Canada awards millions to charging network at pit stops
The Government of Canada is awarding $4.6-million to Suncor’s Petro-Canada subsidiary for building 92 electric vehicle fast-chargers. Suncor that specialises in synthetic crude from oil sands thus becomes part of Canada’s effort to install a coast-to-coast charging network.
Petro-Canada is Suncor’s gas station and retail arm. The first completed electric car charging station, in Stewiacke, Nova Scotia, will be part of a network of more than 50 Petro-Canada locations, each with two charging units on site.
A similar move had been announced before with Petro-Canada promising to install more than 50 EV chargers along the Trans-Canada highway at strategically situated gas stations from Nova Scotia to British Columbia. The Trans Canada Highways (TCH), Route Transcanadienne in French, span the vast country. The motorway system travels through all ten provinces of Canada from the Pacific Ocean on the west to the Atlantic on the east. The main route runs 7,821 km across the country.

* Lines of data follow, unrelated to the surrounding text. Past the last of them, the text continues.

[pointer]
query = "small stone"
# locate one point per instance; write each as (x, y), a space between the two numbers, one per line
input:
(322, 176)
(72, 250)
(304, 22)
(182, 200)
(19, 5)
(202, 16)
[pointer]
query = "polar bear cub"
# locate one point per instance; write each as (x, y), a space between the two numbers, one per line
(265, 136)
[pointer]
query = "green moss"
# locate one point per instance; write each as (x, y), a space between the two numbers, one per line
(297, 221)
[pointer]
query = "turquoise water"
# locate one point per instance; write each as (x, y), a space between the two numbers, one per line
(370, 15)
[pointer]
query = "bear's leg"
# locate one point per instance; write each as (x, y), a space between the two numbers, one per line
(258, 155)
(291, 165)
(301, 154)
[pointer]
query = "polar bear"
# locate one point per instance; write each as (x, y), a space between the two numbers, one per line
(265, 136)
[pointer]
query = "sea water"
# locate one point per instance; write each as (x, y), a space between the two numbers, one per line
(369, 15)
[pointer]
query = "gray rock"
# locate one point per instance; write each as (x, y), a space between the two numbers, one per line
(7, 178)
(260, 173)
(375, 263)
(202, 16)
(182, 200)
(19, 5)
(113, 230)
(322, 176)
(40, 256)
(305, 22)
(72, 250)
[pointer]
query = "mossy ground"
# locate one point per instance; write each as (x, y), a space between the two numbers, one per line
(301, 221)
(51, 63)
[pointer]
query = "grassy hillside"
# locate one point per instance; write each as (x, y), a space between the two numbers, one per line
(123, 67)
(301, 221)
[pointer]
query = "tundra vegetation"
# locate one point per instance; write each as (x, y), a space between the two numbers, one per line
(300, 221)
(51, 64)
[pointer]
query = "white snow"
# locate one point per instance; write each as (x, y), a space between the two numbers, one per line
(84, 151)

The new funding for Petro-Canada is part of the Government of Canada’s $182.5-million investment to build a coast-to-coast charging network for electric vehicles. More than 500 fast-chargers are built or planned this year, with hundreds more expected over the next two years. Through this Electric Vehicle and Alternative Fuel Infrastructure Deployment Initiative (EVAFIDI), the Government supports not only charging stations for electric vehicles but also natural gas stations along key freight corridors and stations for hydrogen fuel cell vehicles in metropolitan centres. This investment also includes support for the demonstration of next-generation charging technologies, as well as the development of binational (Canada and the United States) codes and standards for low-carbon vehicles and infrastructure. More so, Canada operates a sales target of 100% zero-emission vehicles in 2040 with interim goals of 10 per cent by 2025 and 30 per cent by 2030. The iZEV subsidy scheme is detailed here.
Petro-Canada is not alone in its approach. Volkswagen’s US-American diesel-gate redemption subsidiary Electrify America wants to take a piece of the cake as well. The company founded another subsidiary construct an EV charging network called Electrify Canada reportedly. The plan is to set up a DC charging network. For starters, 32 charging stations, some of them capable of high power charging, will be installed near highways and in metropolitan areas around British Columbia, Alberta, Ontario and Quebec with four charge points and performance between 50 and 350kW on average.